According to the historical records, the average high temperature for Downtown LA in March is 70 degrees; but if the last few weeks are any predictor of the weather on Marathon day or on the 3 Sunday runs until then, our upcoming runs are likely to be quite a bit warmer. If you are under hydrated, not only will you slow down, you’re also likely to feel less than your best. With less blood volume and thicker blood, it’s harder for the body to cool itself off, and if you haven’t adequately replaced the electrolytes you lost by sweating, it will be that much harder for your body to absorb the liquids when you do drink. We’ve all heard Coach Craig say “if you wait until you’re thirsty, it’s too late”; now you know the science behind that.
So, here are a few tips to help you avoid the effects of under hydration.
1) Drink before you start: When you get up in the morning, drink at least 8-16 ounces of water. Start the run with a full tank, so to speak.
2) Drink at every stop: Have at least a cup of water and gel, or a cup of Gatorade, at EVERY stop.
3) Consider carrying water: Given how well supported our training runs are, if you stop at each water stop and have either gel and water, or an electrolyte drink, you may not need to carry fluids.

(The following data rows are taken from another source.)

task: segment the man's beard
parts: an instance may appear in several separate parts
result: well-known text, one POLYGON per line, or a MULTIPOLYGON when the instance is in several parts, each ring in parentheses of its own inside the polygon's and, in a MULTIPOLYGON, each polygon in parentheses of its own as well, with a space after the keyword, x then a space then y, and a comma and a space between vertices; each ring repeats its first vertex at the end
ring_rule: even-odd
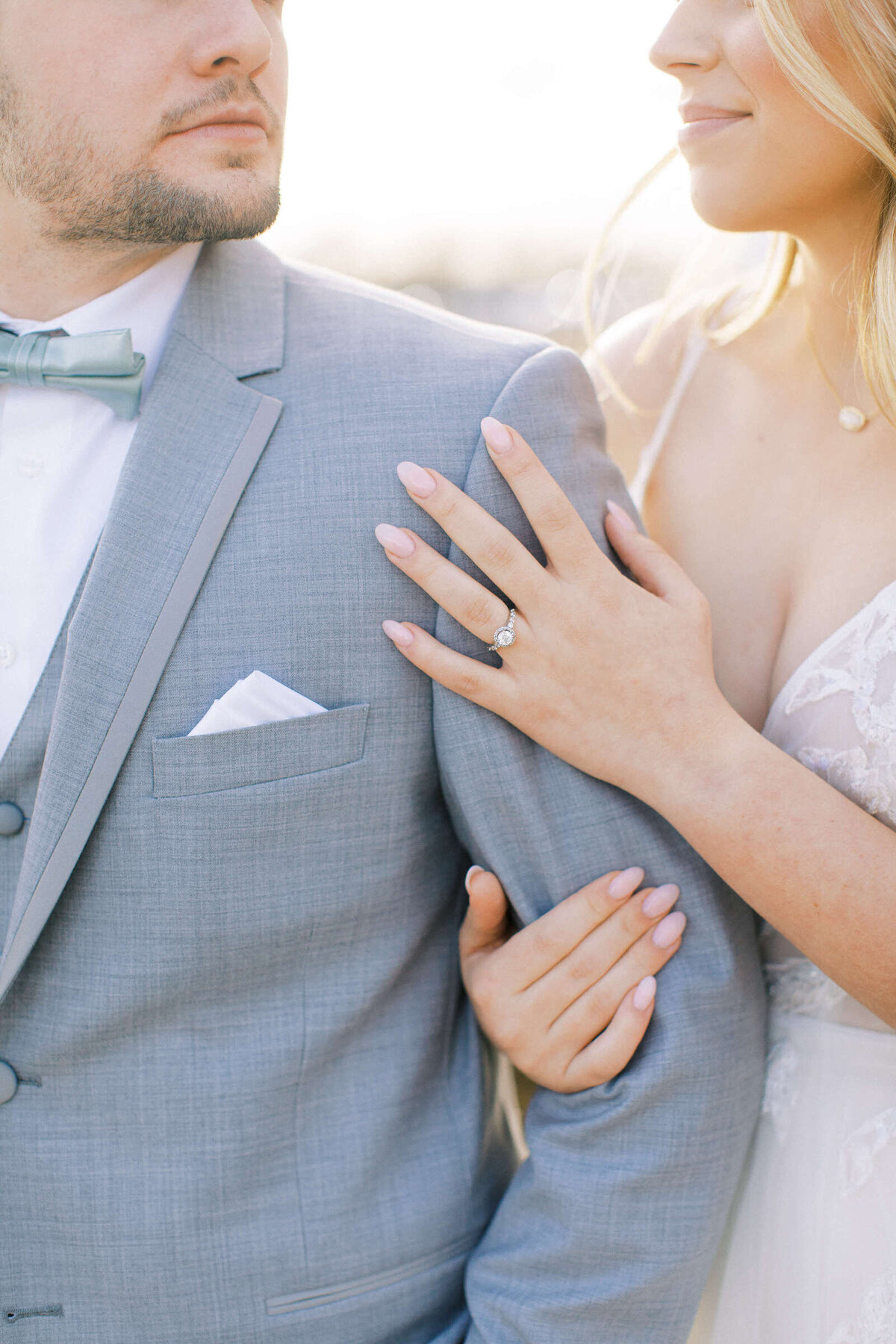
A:
MULTIPOLYGON (((226 102, 235 81, 222 81, 226 102)), ((223 242, 265 233, 279 211, 277 183, 261 183, 239 151, 227 168, 240 171, 232 196, 195 191, 148 165, 116 168, 99 160, 78 132, 40 128, 0 71, 0 177, 26 200, 47 207, 46 233, 66 243, 167 246, 223 242)))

Whether or not you do is a function of your own body. Over these weeks, hopefully you are learning your needs, but here are a few facts to help you decide. Males sweat more than females, and faster runners sweat more than slower runners. Also, as you plan for Marathon day, please keep in mind that our volunteers won’t be staffing these water stops during the Marathon. Last year, the heat caught the LA Marathon staff by surprise. Runners out on the course longer than about 5 hours reported that they got to stops and there were no drinks left. Maybe the staff learned and will adjust the amount of fluids offered; maybe they won’t. I don’t know. I therefore recommend that if you expect to be out there longer than 4 1/2 to 5 hours and it’s going to be a hot day, carry your own water or sports drink. You can start practicing now by carrying fluids on our training runs.
4) Pour some water over your head. It will cool you down right away, and as it evaporates, it will continue to cool you down. It’s a great way to feel instantly refreshed.
5) Run on the shady side of the street. No point running in the hot sun and sweating even more than you already are. If you run on the sunny side of the street, not only are you getting the direct sun, you’ll also be feeling the heat radiating up from pavement that’s been heated by that direct sun. Why do that to yourself? It only takes a few seconds to cross the street. Your body will thank you.